The Algarve Biomedical Center (ABC) has won an international contest to test the “efficacy and safety of medicines” on behalf of the European Medicines Agency (EMA) for five years.
The biomedical centre will be in charge of conducting “pre-clinical trials” to ensure the safe use of medicines.
“This is a source of great pride for us and the country to have a centre that has this recognition on a European level,” ABC president Nuno Marques told Lusa news agency.
As part of the contest, ABC was challenged by EMA to discover whether or not a medicine was “contaminated” as well as the “level of toxicity of the contaminant”.
The goal was to establish what the effect of the contaminant would be if it was in the medicine and used by human beings, Marques explained.

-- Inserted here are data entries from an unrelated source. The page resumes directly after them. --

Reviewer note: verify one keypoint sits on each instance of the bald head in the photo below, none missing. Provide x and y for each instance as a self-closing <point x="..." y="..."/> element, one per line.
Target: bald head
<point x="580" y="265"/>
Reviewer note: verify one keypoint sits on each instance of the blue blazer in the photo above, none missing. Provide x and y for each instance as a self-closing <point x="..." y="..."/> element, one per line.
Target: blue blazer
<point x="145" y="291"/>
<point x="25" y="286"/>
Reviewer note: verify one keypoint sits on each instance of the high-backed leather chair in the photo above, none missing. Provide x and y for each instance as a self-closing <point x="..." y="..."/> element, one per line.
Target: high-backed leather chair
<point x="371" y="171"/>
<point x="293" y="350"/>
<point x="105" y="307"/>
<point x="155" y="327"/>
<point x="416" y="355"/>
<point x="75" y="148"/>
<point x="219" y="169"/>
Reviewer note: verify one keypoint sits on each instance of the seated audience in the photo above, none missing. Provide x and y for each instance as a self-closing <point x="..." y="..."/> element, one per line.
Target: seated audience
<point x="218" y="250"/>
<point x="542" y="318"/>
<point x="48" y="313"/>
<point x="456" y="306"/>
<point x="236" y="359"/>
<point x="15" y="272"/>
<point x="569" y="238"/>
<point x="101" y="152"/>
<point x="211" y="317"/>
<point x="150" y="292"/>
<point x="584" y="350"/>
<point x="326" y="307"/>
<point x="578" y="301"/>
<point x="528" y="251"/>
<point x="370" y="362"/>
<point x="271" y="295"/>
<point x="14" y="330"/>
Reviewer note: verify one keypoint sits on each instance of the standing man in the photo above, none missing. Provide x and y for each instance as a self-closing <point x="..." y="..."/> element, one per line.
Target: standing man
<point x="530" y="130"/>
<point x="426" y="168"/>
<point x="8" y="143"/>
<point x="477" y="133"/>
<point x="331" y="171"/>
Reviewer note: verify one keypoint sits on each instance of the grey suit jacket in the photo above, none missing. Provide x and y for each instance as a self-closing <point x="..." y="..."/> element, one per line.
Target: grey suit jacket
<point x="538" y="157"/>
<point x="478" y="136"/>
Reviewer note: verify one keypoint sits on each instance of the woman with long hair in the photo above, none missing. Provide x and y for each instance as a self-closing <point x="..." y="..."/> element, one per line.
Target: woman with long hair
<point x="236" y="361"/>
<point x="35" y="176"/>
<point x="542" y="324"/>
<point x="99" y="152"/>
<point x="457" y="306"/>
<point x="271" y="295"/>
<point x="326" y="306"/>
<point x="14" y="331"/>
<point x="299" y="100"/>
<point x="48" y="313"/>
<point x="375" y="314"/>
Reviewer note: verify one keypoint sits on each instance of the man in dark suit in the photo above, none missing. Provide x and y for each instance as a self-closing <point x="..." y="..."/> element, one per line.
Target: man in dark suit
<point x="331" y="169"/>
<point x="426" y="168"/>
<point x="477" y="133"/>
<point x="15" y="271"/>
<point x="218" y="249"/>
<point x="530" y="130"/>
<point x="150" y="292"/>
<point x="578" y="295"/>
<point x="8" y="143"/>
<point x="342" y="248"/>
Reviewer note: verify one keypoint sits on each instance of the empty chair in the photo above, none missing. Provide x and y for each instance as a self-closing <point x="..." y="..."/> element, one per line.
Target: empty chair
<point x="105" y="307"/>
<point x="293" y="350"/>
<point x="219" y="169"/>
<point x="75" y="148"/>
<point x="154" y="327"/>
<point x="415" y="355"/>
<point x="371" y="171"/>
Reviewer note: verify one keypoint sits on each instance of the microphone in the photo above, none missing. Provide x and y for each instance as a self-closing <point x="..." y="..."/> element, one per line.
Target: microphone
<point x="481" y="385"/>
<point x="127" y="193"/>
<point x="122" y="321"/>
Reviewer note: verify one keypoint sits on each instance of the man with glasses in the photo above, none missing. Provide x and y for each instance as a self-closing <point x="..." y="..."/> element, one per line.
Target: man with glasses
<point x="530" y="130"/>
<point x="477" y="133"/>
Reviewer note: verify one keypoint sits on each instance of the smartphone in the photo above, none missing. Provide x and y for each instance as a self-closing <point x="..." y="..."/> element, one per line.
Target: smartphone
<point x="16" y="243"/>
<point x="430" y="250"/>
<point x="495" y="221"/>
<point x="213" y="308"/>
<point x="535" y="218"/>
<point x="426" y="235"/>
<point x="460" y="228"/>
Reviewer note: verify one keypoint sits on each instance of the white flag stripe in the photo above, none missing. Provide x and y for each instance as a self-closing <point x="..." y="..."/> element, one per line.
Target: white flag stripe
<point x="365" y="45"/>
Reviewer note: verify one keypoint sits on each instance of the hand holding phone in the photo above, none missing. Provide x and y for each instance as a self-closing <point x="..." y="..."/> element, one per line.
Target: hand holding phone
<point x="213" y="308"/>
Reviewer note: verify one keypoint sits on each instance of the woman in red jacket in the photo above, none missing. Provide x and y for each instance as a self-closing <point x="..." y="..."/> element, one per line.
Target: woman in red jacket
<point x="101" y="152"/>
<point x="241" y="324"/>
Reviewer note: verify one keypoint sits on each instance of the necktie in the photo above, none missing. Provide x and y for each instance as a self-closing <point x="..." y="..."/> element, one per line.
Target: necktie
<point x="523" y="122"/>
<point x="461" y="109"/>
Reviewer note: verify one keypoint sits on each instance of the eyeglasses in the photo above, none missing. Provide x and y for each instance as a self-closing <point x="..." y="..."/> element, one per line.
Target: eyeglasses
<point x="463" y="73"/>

“It just goes to show that science in Portugal is on a good path and that we have great capacity in our country in terms of scientific research, namely in this area of Medicine and Biomedicine,” he added.
The partnership agreement was officially signed on Tuesday (September 14) and allows ABC to begin “testing any medicine for human or veterinarian use”, as both are monitored by EMA.
ABC was selected out of over 100 candidates across the globe, Marques revealed.
Its bid was prepared throughout the last three months and edged out “countless training centres, both in Europe and the US, securing a pioneering contract in Portugal”.
The contract will also “strengthen” the sustainability of ABC, as it will receive €3 million throughout the five-year period – a sum described as “very significant” by the centre’s boss.
This “victory” will also bring “international recognition” to the Algarve Biomedical Center and its researchers, who will now have a “source of income which will help support other research projects”.
The Algarve Biomedical Center is a consortium created by the University of the Algarve and the Algarve University Hospital Board which aims to bring together researchers, students, health professionals and representatives of the education, training, scientific research and regional development sectors in a bid to improve the region’s health services.